MAGEO outperforms combinatorial baselines stacking multiple heuristic strategies, underscoring that its gains are not simply additive but arise from coordinated agentic optimization and transferable strategy learning. The LLM-based DSV-CF metric aligns strongly with human expert assessment ($\rho = 0.81$ Spearman correlation), validating its reliability for scalable evaluation.

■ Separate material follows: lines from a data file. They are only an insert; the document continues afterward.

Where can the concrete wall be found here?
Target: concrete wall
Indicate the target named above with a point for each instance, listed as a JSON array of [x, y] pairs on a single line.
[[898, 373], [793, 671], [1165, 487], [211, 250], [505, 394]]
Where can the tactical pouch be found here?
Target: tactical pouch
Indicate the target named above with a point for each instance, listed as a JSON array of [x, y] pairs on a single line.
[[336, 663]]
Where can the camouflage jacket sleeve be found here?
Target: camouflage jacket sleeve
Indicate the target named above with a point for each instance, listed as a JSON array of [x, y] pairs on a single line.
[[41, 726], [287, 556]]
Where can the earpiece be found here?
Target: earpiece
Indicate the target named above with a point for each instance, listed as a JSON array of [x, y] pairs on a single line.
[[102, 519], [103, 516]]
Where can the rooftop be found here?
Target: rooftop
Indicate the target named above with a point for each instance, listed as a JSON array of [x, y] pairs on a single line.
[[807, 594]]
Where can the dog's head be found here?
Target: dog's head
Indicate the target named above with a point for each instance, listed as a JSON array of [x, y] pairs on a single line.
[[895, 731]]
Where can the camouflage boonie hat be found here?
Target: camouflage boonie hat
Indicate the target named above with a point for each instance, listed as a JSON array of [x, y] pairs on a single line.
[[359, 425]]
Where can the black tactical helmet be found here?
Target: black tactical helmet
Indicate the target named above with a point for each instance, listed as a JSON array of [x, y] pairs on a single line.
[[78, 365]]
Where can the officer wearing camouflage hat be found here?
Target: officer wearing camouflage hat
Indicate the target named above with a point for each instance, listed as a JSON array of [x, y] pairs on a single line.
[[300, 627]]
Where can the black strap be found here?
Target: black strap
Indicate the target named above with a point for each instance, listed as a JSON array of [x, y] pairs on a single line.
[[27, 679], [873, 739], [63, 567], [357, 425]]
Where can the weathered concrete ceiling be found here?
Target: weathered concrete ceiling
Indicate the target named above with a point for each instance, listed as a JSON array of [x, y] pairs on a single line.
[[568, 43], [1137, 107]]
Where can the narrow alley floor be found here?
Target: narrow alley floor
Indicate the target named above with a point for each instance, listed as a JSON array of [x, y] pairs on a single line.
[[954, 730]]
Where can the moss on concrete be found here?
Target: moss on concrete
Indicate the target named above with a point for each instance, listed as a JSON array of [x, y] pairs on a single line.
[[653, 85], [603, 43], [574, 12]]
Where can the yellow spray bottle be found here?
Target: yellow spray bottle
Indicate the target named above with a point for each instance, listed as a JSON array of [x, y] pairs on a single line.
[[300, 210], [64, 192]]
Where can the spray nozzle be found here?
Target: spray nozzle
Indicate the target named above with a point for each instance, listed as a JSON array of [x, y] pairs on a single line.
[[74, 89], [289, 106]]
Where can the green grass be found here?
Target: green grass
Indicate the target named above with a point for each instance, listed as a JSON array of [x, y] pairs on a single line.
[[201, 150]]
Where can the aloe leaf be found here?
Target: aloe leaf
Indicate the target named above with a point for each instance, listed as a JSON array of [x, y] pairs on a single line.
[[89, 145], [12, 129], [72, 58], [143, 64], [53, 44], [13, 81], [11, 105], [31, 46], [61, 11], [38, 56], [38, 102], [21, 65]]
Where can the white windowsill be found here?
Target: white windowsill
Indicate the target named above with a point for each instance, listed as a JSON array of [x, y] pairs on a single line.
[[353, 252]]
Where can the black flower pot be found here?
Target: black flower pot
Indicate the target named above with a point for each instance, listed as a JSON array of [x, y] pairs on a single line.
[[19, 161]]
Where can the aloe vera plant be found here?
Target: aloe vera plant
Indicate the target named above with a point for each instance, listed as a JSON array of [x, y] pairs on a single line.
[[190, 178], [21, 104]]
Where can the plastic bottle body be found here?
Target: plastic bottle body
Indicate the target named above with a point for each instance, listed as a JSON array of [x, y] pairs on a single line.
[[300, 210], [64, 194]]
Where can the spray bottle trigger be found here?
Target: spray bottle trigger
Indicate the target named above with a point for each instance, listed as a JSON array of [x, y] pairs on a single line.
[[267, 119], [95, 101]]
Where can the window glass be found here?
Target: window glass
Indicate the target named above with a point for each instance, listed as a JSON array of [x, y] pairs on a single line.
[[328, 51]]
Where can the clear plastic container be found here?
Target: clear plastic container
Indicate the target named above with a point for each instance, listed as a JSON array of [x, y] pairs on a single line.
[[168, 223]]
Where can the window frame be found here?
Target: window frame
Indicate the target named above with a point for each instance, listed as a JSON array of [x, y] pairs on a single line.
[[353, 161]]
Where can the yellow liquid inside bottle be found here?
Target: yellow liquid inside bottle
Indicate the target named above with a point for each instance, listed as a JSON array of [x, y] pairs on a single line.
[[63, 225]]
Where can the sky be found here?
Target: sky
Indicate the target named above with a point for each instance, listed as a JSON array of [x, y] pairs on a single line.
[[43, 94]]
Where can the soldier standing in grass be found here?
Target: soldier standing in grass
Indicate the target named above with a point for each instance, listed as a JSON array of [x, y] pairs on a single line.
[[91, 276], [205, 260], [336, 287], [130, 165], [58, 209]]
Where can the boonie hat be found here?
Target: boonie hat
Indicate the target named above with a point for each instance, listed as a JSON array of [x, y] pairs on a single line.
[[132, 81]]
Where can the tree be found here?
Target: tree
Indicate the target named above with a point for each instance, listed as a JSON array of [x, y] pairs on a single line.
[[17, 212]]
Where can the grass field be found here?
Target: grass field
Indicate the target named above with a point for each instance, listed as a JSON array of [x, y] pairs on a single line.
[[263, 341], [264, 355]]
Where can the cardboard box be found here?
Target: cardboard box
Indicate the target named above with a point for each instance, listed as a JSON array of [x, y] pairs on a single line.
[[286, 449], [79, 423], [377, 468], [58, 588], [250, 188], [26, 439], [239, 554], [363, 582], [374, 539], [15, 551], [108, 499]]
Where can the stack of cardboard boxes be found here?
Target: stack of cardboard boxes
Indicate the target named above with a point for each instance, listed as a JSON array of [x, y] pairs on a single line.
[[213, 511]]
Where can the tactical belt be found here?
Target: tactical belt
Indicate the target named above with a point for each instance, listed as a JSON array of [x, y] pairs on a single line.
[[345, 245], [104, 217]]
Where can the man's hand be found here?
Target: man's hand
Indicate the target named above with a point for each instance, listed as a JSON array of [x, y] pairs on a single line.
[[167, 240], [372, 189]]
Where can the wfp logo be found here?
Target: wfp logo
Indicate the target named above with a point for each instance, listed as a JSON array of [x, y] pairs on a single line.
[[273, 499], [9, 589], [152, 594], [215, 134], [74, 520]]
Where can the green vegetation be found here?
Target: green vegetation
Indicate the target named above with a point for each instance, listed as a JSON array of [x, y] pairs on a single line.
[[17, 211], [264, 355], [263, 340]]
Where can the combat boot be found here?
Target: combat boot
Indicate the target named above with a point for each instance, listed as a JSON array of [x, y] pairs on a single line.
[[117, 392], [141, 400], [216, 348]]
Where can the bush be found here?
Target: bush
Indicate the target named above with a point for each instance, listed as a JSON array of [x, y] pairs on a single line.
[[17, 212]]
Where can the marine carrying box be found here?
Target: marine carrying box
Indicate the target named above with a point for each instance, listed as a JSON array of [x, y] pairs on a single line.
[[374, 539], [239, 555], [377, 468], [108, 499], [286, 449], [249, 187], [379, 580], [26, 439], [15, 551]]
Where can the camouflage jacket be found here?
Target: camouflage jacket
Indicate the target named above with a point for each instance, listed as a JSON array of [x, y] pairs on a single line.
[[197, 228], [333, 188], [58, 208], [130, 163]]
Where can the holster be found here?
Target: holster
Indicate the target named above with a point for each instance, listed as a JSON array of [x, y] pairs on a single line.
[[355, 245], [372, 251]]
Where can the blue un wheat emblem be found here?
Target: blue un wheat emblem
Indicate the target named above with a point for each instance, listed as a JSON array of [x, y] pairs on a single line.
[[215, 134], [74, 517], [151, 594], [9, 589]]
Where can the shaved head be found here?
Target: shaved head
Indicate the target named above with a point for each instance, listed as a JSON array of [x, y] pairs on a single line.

Practical and Theoretical Implications

MAGEO transforms GEO from ad hoc, rule-based heuristics into a structured, cumulative learning process, enabling trustable optimization scalable across engines and scenarios. By operationalizing memory-driven skill distillation and preference adaptation, it offers a foundation for robust content visibility and attribution fidelity in GE-dominated information ecosystems. Practically, MAGEO’s protocol and benchmark facilitate reproducible evaluation and skill generalization studies, while its methodological design anticipates integration with multimodal and adaptive optimization frameworks.

Future Directions

The study highlights several avenues: expanding MSME-GEO-Bench for subgroup granularity, formal skill generalization analysis, multimodal GEO adaptation, and dynamic skill maintenance against engine distribution drift. As generative engines evolve, continual learning-based frameworks will be necessary for sustained optimization.

Conclusion

MAGEO reframes GEO as a strategy learning task, coupling multi-agent iterative optimization with reusable skills under controlled causal evaluation. Empirical results confirm substantial visibility and fidelity improvements on diverse, realistic benchmarks, validating the critical roles of engine-specific preference modeling and memory-driven skill transfer. The framework suggests that GEO is most effectively approached as a structured, adaptive learning process, paving the way for scalable, trustworthy content optimization in generative search environments.